De nombreux chercheurs espagnols et étrangers de prestige international ont participé au symposium. Grâce à eux, la qualité scientifique des séances a été de très haut niveau. Quoi qu'il en soit, et afin de ne pas trop m'attarder dans ce bref résumé, je tiens à souligner le prix attribué au Dr Mariano Barbacid pour sa carrière scientifique en oncologie. Le Dr Barbacid est l'un des chercheurs espagnols ayant le plus contribué au développement de l'oncologie dans notre pays. Sa carrière est un exemple clair de la façon dont on peut propulser des études translationnelles pertinentes à partir des connaissances de base (le Dr Barbacid a participé à la découverte des premiers « oncogènes », gènes dont l'altération conduit au développement du cancer).

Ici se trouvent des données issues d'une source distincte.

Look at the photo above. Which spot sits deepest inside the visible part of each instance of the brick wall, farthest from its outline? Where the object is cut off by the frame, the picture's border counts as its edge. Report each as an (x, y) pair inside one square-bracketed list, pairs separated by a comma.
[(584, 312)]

Je voudrais également souligner le discours de clôture prononcé par le Dr Sir Philip Cohen. Sa participation au symposium éveillait un grand enthousiasme en moi, car j'ai eu la chance de travailler dans son laboratoire à l'Université de Dundee, en Écosse, dans le cadre de mes études postdoctorales. La carrière du Dr Cohen (l'un des scientifiques européens les plus éminents des dernières décennies et le récipiendaire de nombreux prix, dont le titre de Sir en 1998) s'est concentrée sur l'étude de la modification post-traductionnelle des protéines. Ses travaux ont jeté les bases de l'utilisation d'une série de médicaments appelés « inhibiteurs de kinases », qui sont parmi les plus largement utilisés dans les traitements avancés contre le cancer. Dans sa conférence, le Dr Cohen a passé en revue l'historique du développement de ces composés, alors que 20 ans se sont écoulés depuis l'approbation du premier d'entre eux, l'imatinib (un inhibiteur chimique de la tyrosine kinase qui a révolutionné le traitement de la leucémie myéloïde chronique en permettant d'inhiber de manière sélective la protéine aberrante BCR-ABL qui est souvent présente dans ces tumeurs).
En résumé, malgré le fait que ce deuxième Symposium de l'hôpital clinique de San Carlos sur la recherche translationnelle en oncologie ait dû se tenir en ligne, son objectif de contribuer au renforcement de la communication entre les chercheurs fondamentaux et cliniques et de diffuser les derniers avancements en matière de traitement de différents types de tumeurs a été atteint avec brio. Nous espérons que la troisième édition pourra se dérouler en personne et que d'autres progrès dans la recherche sur le cancer pourront continuer d'y être présentés, y compris ceux liés à l'utilisation possible des cannabinoïdes chez les patients atteints de cancer.